US offers $10 million reward for al-Qaeda fundraiser
The United States has offered a $10 million (€7.6m) reward for information leading to the arrest of a key Al-Qaeda fundraiser, who is said to be a Syrian operating from Iran.
The reward for Ezedin Abdel Aziz Khalil marks the first time that a "terrorist financier" has been targeted in such a way, said Robert Hartung, assistant director for threat investigations with the State Department.
According to US officials, the man also known as Yacine al-Suri was born in Syria in 1982.
He was put on a US Treasury Department blacklist in July when he was described as a high-level al-Qaeda "facilitator."
The Treasury statement said then that Khalil has operated from inside Iran since 2005 "under an agreement between Al-Qaeda and the Iranian government."
He moves al-Qaeda money and recruits from across the Middle East through Iran and then to Pakistan "for the benefit of Al-Qaeda senior leaders," it added.
"Al-Suri is an important fundraiser for al-Qaeda and has collected money from donors and fundraisers throughout the Persian Gulf region," the State Department said Thursday in a statement.
"He has funneled significant amounts of money via Iran to al-Qaeda's leadership in Afghanistan and Iraq.

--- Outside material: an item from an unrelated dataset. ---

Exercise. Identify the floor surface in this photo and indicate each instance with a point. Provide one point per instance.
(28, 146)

"Working with the Iranian government, al-Suri also arranges the release of al-Qaeda personnel from Iranian prisons. When Al-Qaeda operatives are released, the Iranian government transfers them to the custody of al-Suri, who then coordinates their travel to Pakistan," the State Department added.
The $10 million was posted as part of the program "Rewards for Justice," set up in 1984, with the aim of hunting down suspects wanted for terror acts against the United States.
Khalil is the only individual based in Iran who has been targeted under the program which according to the State Department has already handed out more than $100 million in exchange for information about wanted suspects.
However, the US administration refuses to discuss the details of the information it has received or to openly identify those arrested, saying it needs to protect its informants.
Two cases have however come to light - the sons of former Iraqi dictator Saddam Hussein, Uday and Qusay, who were found in July 2003 in Mosul and killed by US forces trying to arrest them.
The current head of Al-Qaeda, Ayman al-Zawahiri, has the highest bounty on his head of $25 million.